So, what can you do to ease the strain?
Make time for yourselves as a couple – yes we know, everyone says this, but that’s because it’s true! The idea of ‘date night’ may sound like a horrible cliché, and having to put on a bit of make-up and brush your hair when all you really want to do it lie on the sofa watching Take Me Out is tough, but it’s worth it in the long term. When you do go out, try to think of things to talk about other than the kids…
Ask for help – “If you want me to do the hovering,” says the man of the house, “just ask!”
“But I shouldn’t have to ask!” complains wife. “I want you to notice it needs doing and just do it!”
Unfortunately, a lot of men, (and women too), just don’t notice things like this, and if you wait for them to, and let your resentment grow with every day that they don’t, you’re wasting everyone’s time.

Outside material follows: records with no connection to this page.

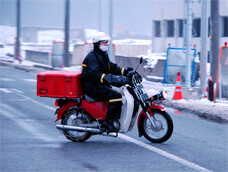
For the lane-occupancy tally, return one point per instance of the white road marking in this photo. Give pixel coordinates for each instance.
(37, 102)
(26, 124)
(125, 137)
(164, 153)
(30, 80)
(7, 79)
(18, 91)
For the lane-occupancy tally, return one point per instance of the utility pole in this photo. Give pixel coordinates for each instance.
(110, 49)
(204, 36)
(189, 43)
(99, 13)
(214, 38)
(17, 46)
(67, 16)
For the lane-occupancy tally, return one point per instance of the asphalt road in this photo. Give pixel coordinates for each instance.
(30, 141)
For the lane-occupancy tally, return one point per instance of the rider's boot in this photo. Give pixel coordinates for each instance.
(108, 125)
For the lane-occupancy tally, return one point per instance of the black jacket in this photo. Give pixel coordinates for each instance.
(99, 71)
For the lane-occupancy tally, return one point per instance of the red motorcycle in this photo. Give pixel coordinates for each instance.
(81, 116)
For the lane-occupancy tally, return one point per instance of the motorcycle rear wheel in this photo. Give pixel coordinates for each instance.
(72, 118)
(163, 129)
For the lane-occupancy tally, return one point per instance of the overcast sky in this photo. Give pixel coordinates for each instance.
(133, 15)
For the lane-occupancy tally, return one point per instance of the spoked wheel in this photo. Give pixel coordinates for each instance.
(74, 118)
(163, 129)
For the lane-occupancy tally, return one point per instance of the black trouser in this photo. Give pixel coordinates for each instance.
(108, 94)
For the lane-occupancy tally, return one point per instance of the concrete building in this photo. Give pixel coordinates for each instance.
(169, 16)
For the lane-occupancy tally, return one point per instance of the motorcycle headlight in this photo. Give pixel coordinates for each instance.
(164, 94)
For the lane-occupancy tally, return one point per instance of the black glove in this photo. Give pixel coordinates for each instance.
(117, 81)
(130, 74)
(125, 80)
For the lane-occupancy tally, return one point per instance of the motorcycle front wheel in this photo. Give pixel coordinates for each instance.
(74, 118)
(163, 127)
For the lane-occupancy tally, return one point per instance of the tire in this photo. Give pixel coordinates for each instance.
(164, 128)
(71, 118)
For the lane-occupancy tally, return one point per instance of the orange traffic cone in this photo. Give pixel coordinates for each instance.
(178, 90)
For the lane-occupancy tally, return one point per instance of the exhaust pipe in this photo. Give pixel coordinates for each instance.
(74, 128)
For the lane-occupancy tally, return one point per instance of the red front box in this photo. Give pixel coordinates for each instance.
(59, 84)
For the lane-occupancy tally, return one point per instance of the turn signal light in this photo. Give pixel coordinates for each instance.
(57, 102)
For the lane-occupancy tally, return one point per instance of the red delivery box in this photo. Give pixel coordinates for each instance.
(59, 84)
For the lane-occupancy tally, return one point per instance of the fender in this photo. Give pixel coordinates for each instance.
(62, 109)
(159, 107)
(97, 109)
(142, 114)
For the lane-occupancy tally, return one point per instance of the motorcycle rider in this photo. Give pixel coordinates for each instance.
(98, 74)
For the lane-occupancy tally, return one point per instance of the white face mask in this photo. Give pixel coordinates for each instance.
(104, 48)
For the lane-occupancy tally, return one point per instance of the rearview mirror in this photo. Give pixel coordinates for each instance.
(141, 60)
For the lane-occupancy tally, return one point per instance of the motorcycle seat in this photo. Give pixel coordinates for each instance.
(90, 99)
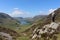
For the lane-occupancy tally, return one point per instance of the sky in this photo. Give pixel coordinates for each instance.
(28, 8)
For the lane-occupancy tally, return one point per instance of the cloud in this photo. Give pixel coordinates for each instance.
(46, 12)
(51, 10)
(18, 13)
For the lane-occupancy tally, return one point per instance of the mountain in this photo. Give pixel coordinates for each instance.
(46, 20)
(8, 21)
(29, 20)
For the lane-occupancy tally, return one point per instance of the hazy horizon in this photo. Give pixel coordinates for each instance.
(28, 8)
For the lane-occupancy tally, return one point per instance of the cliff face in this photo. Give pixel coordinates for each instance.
(45, 21)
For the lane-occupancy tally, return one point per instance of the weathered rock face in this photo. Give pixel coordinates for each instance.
(45, 21)
(12, 33)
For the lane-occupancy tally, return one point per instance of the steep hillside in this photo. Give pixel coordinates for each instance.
(7, 21)
(41, 23)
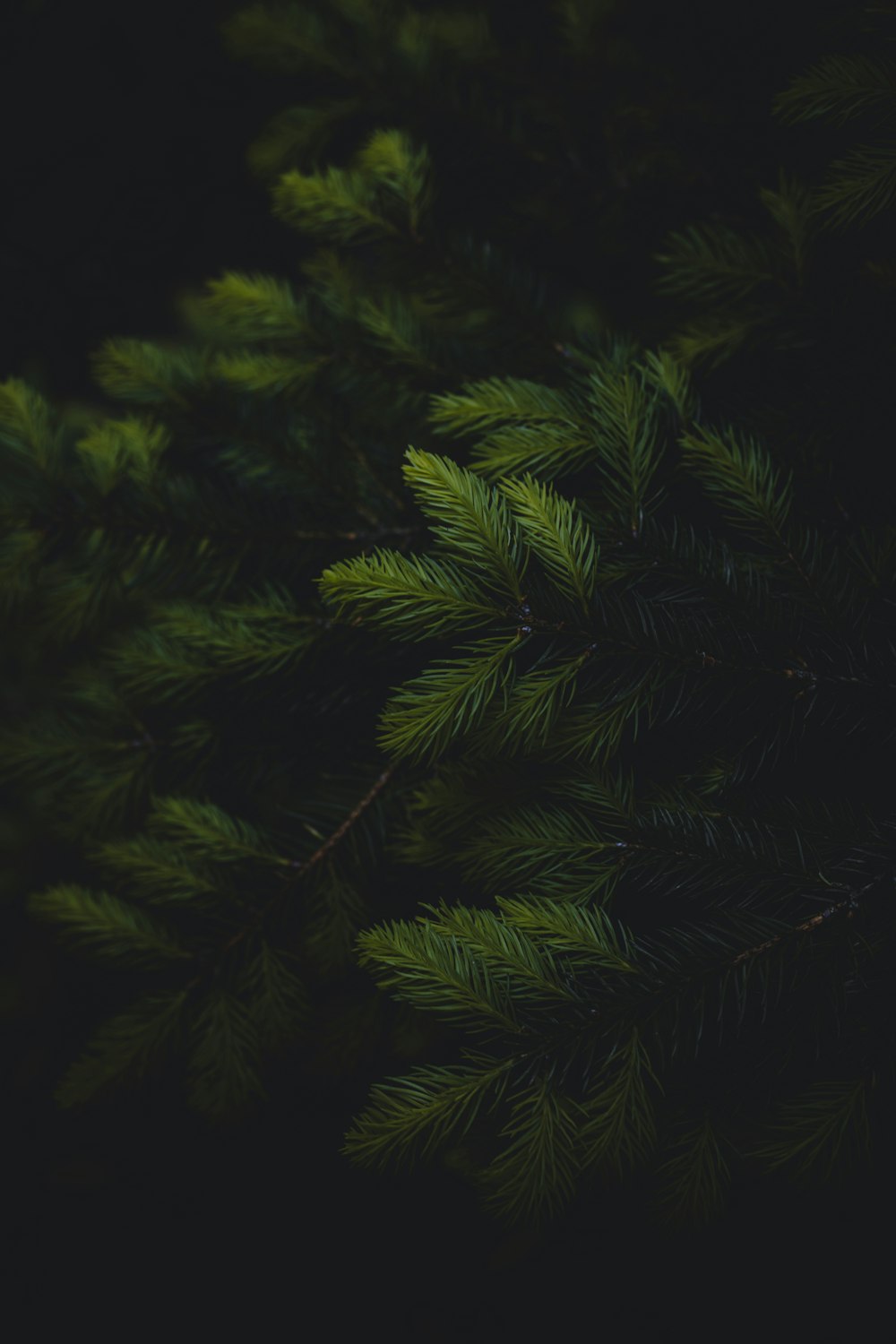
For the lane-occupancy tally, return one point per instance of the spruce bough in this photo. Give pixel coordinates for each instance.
(610, 675)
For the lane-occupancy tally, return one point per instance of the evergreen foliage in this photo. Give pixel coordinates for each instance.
(607, 675)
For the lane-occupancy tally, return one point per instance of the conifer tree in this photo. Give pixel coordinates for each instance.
(603, 682)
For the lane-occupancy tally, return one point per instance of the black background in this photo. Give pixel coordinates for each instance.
(123, 179)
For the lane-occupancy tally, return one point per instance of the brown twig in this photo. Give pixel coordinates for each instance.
(300, 868)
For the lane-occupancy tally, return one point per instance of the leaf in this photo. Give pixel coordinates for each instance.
(812, 1129)
(124, 1046)
(225, 1055)
(473, 519)
(115, 449)
(413, 596)
(737, 470)
(535, 1174)
(557, 535)
(445, 702)
(858, 185)
(105, 925)
(274, 995)
(584, 933)
(410, 1117)
(204, 831)
(839, 89)
(26, 426)
(694, 1176)
(619, 1126)
(437, 973)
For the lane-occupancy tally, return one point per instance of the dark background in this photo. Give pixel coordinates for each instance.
(123, 180)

Having to ask doesn’t make you a nag, it isn’t a sign of weakness, it’s being assertive, and getting things done.
Be more accepting – Towels on the floor are annoying, but is it really the end of the world, especially if it means he’s been taking charge of baby bath time. We’re not saying you should let yourself be treated like a doormat, but just be aware that it’s all too easy to transfer our own high standards onto others, and end up feeling let down and resentful. Look instead at the things your partner does that really matter, like listening to you and spending time with you.
Take a lesson from author Dr Richard Carlson and don’t sweat the small stuff.